We’re able to do this because Windows Azure handles DNS resolution for the servers I added to the cloud service. And since they’re all in the same cloud service, we can address each server on any ports those servers will allow. There’s no need to define endpoints for connections between servers in the same cloud service. So we’ll complete the process by clicking on the ‘Add’ button and then doing the same for my second web server, ‘Web2′. We’ll receive a prompt about the creation of a default a rewrite rule, click on the “No” button to close the dialog.

It’s important to set the ‘httpPort’ when we add the servers. I’ve been unable to find a way to change this port via the IIS Manager UI once the server has been added. Yes you can change it via appcmd, powershell, or even directly editing the applicationhost.config, but that’s a topic for another day. J

Now to set the load balancing behavior and affinity we talked about earlier, we select the newly created server farm from the tree and we’ll see the icons presented below:

If we double-click on the Load Balance icon, it will open a dialog box that allows us to select from the available load balancing algorithms. For the needs of this POC, Least Recent Request and Weighted Round Robin would both work suitably. Select the algorithm you prefer and click on “Apply”. To set the cookie based client affinity I mentioned earlier, you can double click on the “Server Affinity” option and then check the box for “Client Affinity”.

The final item that we will make sure is enabled here is SSL Offloading. We can verify this by double-clicking on “Routing Rules” and verifying that “Enabled SSL Offloading” is checked which is should be by default.

Now it’s a matter of repeating this process for our second application (I put it on port 8090) as well as setting up the same two farms on the other ARR server.

Setting up the URL Rewrite Rule

The next step is to set up the URL rewrite rule that will tell ARR how to route requests for each of our applications to the proper web farm.

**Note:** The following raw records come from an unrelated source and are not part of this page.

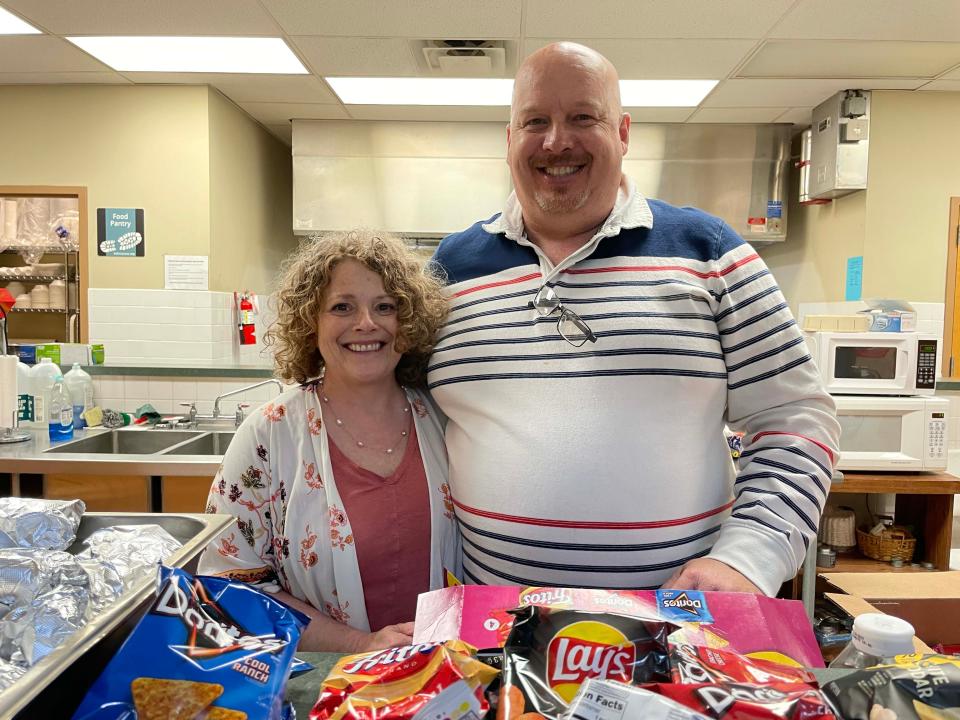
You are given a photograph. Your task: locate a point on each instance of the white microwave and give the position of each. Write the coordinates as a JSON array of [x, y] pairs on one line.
[[875, 363], [892, 433]]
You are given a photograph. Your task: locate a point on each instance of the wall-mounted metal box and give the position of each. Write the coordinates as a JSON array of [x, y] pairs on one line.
[[840, 145]]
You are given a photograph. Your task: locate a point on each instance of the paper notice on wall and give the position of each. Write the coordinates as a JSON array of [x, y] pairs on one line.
[[185, 272], [854, 284]]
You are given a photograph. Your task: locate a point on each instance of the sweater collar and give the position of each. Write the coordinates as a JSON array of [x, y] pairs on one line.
[[631, 210]]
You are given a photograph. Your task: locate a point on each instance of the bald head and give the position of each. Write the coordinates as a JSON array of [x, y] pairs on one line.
[[566, 140], [563, 59]]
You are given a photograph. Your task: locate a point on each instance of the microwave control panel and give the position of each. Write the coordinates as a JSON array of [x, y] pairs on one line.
[[936, 430], [926, 364]]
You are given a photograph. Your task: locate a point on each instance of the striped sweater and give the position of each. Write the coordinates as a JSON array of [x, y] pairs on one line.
[[606, 465]]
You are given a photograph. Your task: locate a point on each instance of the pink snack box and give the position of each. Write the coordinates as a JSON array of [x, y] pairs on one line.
[[749, 624]]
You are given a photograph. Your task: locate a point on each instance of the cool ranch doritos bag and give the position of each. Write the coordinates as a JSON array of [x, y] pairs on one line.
[[207, 647]]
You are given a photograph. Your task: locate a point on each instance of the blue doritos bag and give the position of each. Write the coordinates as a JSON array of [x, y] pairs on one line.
[[207, 648]]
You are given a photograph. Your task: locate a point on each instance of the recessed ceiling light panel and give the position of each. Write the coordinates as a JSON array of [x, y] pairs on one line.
[[193, 54], [493, 91], [10, 24], [422, 91], [664, 93]]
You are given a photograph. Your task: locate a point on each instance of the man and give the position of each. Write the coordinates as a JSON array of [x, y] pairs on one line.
[[597, 344]]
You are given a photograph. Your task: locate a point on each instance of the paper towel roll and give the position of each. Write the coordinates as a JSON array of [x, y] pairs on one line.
[[9, 220], [8, 390]]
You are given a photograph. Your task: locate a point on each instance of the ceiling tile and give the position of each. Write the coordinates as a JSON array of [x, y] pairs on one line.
[[283, 133], [429, 112], [795, 92], [652, 18], [954, 74], [851, 58], [797, 116], [928, 20], [435, 19], [659, 114], [62, 78], [43, 53], [665, 59], [278, 113], [249, 88], [148, 17], [389, 57], [943, 85], [736, 115]]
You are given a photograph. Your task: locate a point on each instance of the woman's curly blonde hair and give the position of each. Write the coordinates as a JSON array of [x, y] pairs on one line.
[[305, 276]]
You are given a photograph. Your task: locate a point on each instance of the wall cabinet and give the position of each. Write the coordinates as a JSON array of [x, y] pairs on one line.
[[63, 319]]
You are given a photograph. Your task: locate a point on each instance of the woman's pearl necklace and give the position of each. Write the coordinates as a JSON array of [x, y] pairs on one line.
[[360, 443]]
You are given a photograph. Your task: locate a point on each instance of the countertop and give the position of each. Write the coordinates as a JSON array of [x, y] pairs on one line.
[[193, 369], [29, 457]]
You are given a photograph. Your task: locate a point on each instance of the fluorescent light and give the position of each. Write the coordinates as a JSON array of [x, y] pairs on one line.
[[664, 93], [10, 24], [422, 91], [490, 91], [193, 54]]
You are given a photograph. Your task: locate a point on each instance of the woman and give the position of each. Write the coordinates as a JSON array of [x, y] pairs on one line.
[[339, 486]]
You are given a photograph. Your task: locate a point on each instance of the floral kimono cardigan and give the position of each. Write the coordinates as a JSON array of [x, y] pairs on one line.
[[291, 528]]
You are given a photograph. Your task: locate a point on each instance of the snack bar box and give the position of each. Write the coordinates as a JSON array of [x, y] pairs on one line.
[[753, 625]]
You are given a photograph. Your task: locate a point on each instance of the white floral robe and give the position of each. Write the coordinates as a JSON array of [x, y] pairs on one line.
[[276, 479]]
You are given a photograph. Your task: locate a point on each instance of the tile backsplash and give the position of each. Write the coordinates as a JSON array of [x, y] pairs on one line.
[[128, 392], [169, 327]]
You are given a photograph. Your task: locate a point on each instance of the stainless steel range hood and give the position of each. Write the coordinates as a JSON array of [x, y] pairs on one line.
[[427, 179]]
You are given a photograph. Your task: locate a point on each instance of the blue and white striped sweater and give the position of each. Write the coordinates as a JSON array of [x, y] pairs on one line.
[[606, 465]]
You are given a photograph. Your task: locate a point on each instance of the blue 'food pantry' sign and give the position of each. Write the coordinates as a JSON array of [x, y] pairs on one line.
[[120, 232]]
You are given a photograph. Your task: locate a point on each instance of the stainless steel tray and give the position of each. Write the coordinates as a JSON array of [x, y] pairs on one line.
[[56, 685]]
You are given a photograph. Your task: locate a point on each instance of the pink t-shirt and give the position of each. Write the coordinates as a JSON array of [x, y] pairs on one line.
[[390, 520]]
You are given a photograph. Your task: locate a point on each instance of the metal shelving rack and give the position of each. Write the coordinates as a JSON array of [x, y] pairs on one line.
[[75, 264], [70, 276]]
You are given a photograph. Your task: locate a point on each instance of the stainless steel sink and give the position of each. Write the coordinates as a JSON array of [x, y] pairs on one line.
[[210, 443], [125, 442]]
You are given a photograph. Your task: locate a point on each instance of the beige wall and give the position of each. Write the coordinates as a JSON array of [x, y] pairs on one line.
[[209, 179], [251, 199], [914, 170], [144, 147], [811, 264], [899, 224]]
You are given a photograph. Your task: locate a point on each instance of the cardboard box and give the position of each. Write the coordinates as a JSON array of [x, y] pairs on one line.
[[930, 601], [750, 624]]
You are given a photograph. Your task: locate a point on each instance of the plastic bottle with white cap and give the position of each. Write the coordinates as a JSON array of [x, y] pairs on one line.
[[876, 639]]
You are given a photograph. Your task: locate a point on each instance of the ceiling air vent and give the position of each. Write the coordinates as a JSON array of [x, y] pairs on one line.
[[465, 58]]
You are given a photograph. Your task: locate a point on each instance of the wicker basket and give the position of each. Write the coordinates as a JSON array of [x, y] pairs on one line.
[[895, 543]]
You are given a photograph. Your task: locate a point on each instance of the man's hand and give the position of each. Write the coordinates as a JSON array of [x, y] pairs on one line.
[[707, 574], [389, 636]]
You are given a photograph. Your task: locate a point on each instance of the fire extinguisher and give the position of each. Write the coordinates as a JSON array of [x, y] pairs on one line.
[[246, 317]]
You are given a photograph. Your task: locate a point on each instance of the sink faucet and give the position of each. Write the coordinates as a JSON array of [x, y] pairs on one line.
[[239, 416]]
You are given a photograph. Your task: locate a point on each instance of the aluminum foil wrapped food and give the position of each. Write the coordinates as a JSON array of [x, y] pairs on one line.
[[45, 597], [26, 573], [133, 550], [106, 585], [36, 523], [9, 674], [30, 633]]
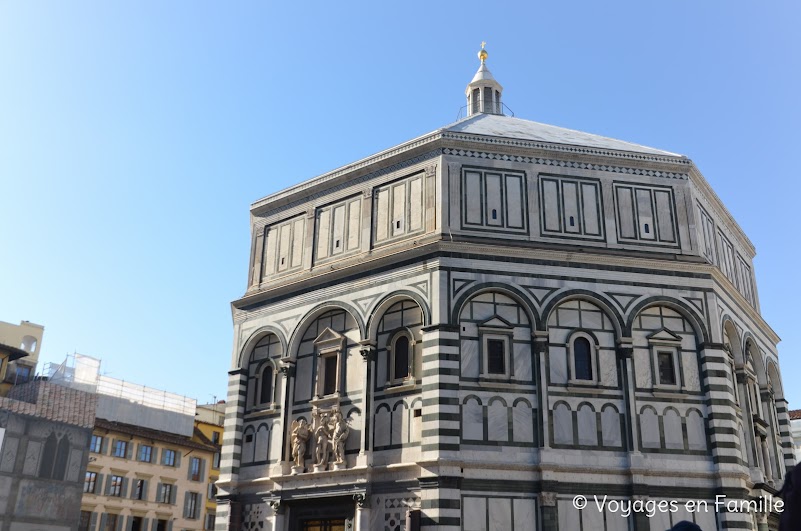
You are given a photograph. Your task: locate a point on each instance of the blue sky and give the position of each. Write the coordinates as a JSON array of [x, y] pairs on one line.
[[135, 135]]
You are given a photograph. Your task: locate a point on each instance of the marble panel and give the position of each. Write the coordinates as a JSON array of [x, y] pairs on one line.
[[382, 427], [610, 427], [303, 381], [562, 425], [707, 520], [696, 432], [569, 517], [522, 361], [592, 518], [525, 511], [522, 423], [475, 514], [557, 357], [398, 414], [587, 426], [472, 420], [500, 514], [607, 367], [497, 422], [674, 437], [642, 368], [262, 446], [649, 429], [469, 357]]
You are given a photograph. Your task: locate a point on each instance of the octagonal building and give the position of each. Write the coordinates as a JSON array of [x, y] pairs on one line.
[[470, 329]]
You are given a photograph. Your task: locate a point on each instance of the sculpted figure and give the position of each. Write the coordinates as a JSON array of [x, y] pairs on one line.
[[300, 434], [338, 437], [322, 434]]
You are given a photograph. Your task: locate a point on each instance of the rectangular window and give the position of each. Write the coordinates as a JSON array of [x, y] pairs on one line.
[[146, 453], [96, 444], [120, 448], [667, 370], [330, 374], [89, 482], [23, 374], [115, 486], [496, 356], [194, 469], [168, 457], [166, 494], [86, 521], [139, 490]]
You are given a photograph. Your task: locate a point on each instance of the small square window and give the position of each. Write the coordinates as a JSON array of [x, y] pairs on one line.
[[496, 356], [168, 457], [146, 453], [96, 445], [667, 369], [120, 448]]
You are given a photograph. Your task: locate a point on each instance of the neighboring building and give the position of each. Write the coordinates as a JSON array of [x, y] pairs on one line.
[[795, 429], [467, 330], [25, 337], [209, 420], [149, 464], [44, 437]]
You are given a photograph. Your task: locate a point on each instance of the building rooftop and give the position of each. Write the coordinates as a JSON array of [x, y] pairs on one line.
[[510, 127], [202, 443]]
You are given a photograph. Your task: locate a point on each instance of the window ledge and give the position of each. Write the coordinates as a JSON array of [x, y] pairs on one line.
[[399, 388]]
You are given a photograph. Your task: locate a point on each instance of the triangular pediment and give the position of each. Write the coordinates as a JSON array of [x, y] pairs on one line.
[[496, 321], [329, 336], [664, 335]]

But before we can do that, we need to make sure we have two unique URI’s, one for each of our applications. If you scroll up and refer to the diagram that provides the overview of our solution, you’ll see that an end user request to the solution are directed at custaweb.somedomian.com and device api calls are directed to custbweb.somedomain.com. So we will need to create an aliasing DNS entry for these names and alias them to the *.cloudapp.net URI that is the entry point of the cloud service where this solution resides. We can’t use just a forwarding address for this but need a true CNAME alias.

Presuming that has already been setup, we’re ready to create the URL rule for our re-write behavior.

We’ll start by selecting the web server itself in the IIS server manager and double clicking the URL Rewrite icon as shown below.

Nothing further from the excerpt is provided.